Reading from a KNetArray within a GPU kernel function

Is it possible to use KNetArrays from within a custom GPU kernel function? The following MWE fails:

using Knet 
using GPUArrays

knArray = KnetArray(rand(4,4))

function kernel(state, knArray)
    temp = knArray[1]
    return
end

gpu_call(kernel, CuArray(knArray), (knArray,), 1)
Stacktrace:
 [1] _nextind_str at strings/string.jl:141
 [2] nextind at strings/string.jl:137
 [3] _nextind_str at strings/string.jl:141
 [4] _split at strings/util.jl:325
 [5] env_override_minlevel at logging.jl:419
 [6] current_logger_for_env at logging.jl:383
 [7] #find_library#1 at <home>/.julia/packages/CUDAapi/K94wY/src/discovery.jl:37
 [8] find_cuda_library at <home>/.julia/packages/CUDAapi/K94wY/src/discovery.jl:184
 [9] getErrorString at <home>/.julia/packages/Knet/LjPts/src/gpu.jl:350
 [10] _unsafe_copy! at <home>/.julia/packages/Knet/LjPts/src/karray.jl:347
 [11] kernel at <home>/Projects/ML/interface-reconstruction/ML/mwe.jl:7

Following the stacktrace, I see the following call is made when I try to read from the array:

@cudart(cudaMemcpy,(Cptr,Cptr,Csize_t,UInt32),
          pointer(dest,doffs), pointer(src,soffs), n*sizeof(T), 2)

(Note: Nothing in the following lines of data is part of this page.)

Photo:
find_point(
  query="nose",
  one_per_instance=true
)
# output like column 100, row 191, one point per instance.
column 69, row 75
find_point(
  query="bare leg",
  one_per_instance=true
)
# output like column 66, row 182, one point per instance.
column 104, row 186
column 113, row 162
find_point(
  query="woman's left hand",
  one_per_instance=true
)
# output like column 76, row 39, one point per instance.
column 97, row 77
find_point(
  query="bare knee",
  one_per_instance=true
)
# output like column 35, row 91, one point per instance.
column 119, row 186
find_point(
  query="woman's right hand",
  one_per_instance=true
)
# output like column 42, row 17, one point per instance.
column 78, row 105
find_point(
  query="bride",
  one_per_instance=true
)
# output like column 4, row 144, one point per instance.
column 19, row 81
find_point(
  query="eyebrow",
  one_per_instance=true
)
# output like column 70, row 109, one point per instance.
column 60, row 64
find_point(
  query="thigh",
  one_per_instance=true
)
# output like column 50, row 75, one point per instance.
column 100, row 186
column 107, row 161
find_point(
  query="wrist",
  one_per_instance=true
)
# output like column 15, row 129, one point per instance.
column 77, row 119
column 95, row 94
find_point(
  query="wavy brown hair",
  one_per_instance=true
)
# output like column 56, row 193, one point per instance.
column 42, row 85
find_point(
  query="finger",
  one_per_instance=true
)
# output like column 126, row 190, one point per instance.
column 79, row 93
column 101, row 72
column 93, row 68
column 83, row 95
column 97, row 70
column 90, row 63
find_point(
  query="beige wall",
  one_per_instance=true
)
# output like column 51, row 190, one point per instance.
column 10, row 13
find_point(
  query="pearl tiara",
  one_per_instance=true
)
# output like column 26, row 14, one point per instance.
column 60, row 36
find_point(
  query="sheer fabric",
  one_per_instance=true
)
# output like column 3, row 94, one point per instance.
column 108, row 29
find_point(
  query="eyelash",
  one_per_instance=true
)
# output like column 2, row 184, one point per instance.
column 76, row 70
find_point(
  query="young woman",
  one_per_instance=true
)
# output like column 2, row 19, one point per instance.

I’m not exactly sure what this is doing, but it looks to me like it may be trying to call a separate kernel to copy the value, which would explain why it’s failing.

I suspect this is a misuse of KNetArrays on my part, but I can’t figure out how to get around the need to write a custom kernel in my particular case, and I need it to operate on the data in a KNetArray. The kernel is part of the final layer of a CNN.

Thanks for any help you can give me.